So, I did it,  I told God I was tired of carrying all of this baggage and I asked him to take it from me. Then, of course, like a control freak, I plucked it back from him a few times, but ultimately I experienced the freedom that comes with letting go. I decided that whatever happened, and whatever became of us, it would be better than what we had been doing and the weariness that I’d been feeling for years.

So, what happened to my bad boy? Did he spiral out of control? Did he fall apart without me to hold him together? Nope, he stepped up. It seems that maybe my mother-role wasn’t saving him all along. I actually was standing in his way. By stepping back, and letting go, I gave him room to take his place. By not feeling responsible for his happiness and behavior, he became responsible for it himself. He is more content, and I feel unburdened.

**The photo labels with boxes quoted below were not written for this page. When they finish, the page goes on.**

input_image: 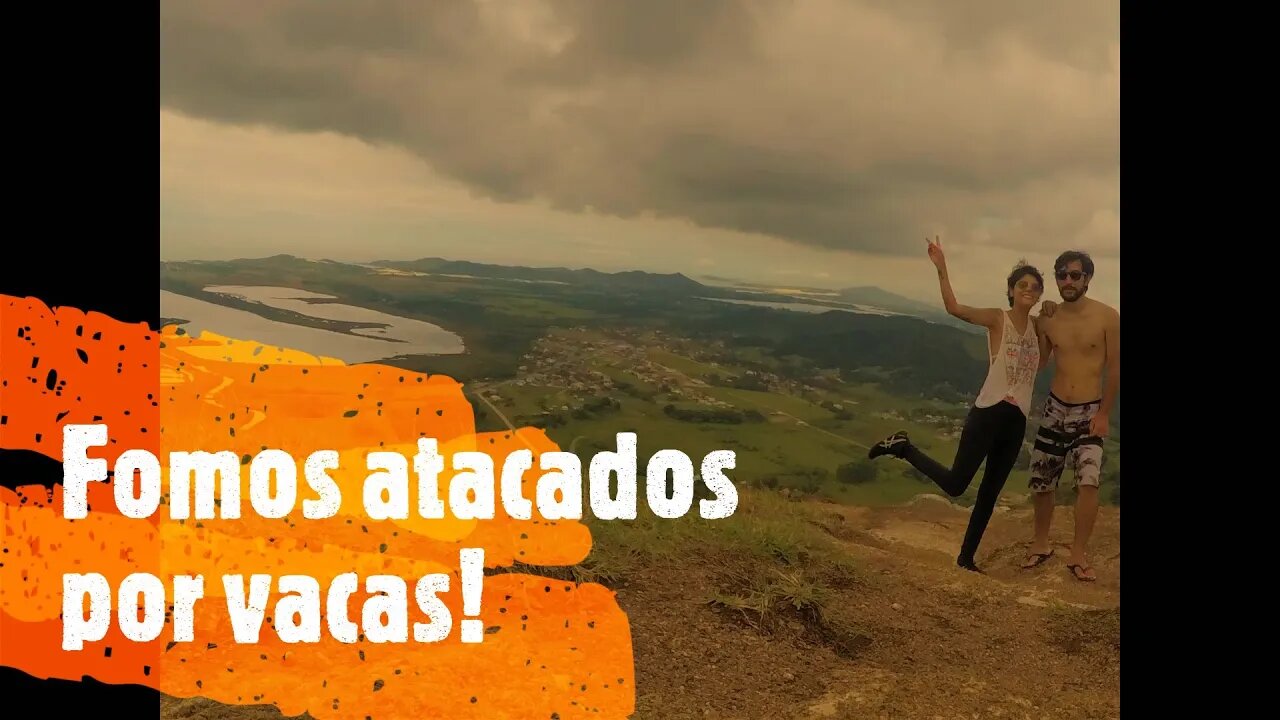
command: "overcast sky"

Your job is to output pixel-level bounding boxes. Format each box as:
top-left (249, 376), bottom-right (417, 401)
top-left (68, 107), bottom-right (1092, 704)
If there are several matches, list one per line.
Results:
top-left (160, 0), bottom-right (1120, 305)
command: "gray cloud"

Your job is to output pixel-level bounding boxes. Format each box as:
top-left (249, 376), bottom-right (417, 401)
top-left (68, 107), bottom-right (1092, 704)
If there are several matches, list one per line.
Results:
top-left (160, 0), bottom-right (1120, 255)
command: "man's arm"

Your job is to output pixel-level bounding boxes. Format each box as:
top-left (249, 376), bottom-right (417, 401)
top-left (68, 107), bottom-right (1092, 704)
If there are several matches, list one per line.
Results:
top-left (1098, 310), bottom-right (1120, 416)
top-left (1032, 315), bottom-right (1053, 370)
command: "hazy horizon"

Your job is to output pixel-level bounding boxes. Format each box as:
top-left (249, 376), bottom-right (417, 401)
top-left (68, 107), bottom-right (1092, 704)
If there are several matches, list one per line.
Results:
top-left (160, 0), bottom-right (1120, 306)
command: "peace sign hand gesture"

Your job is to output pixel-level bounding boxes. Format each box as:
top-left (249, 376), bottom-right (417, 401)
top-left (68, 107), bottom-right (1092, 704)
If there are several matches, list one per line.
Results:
top-left (924, 236), bottom-right (947, 270)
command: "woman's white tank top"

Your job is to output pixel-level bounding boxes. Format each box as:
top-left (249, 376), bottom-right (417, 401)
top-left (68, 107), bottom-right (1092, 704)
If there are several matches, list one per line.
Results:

What this means for two people who share a lifetime of memories and laughter, is that we are free to choose each other, every day. No longer entangled in a vicious cycle of dependent/co-dependent behavior, we are able to oblige each other, because we are happy to do it, not because we feel the other person will give up, or fall apart if we don’t.  It seems impossible to believe that after 28 years together, we are happier than we have ever been. We laugh, as we always have done. After all, having fun has always been the glue that has held us together, sometimes one of the few things. Now, enjoying each other’s company is more like fruit on our tree of marriage. A strong tree with roots of trust and commitment, a trunk of love and devotion, and branches of respect, loyalty and friendship, The fruits have developed over the years and have ripened for such a time as this. They are children, grandchildren, joy, fun and companionship. I don’t have to support this tree, like I always thought, I only have to water it daily and enjoy it for the beauty, shelter and comfort it provides.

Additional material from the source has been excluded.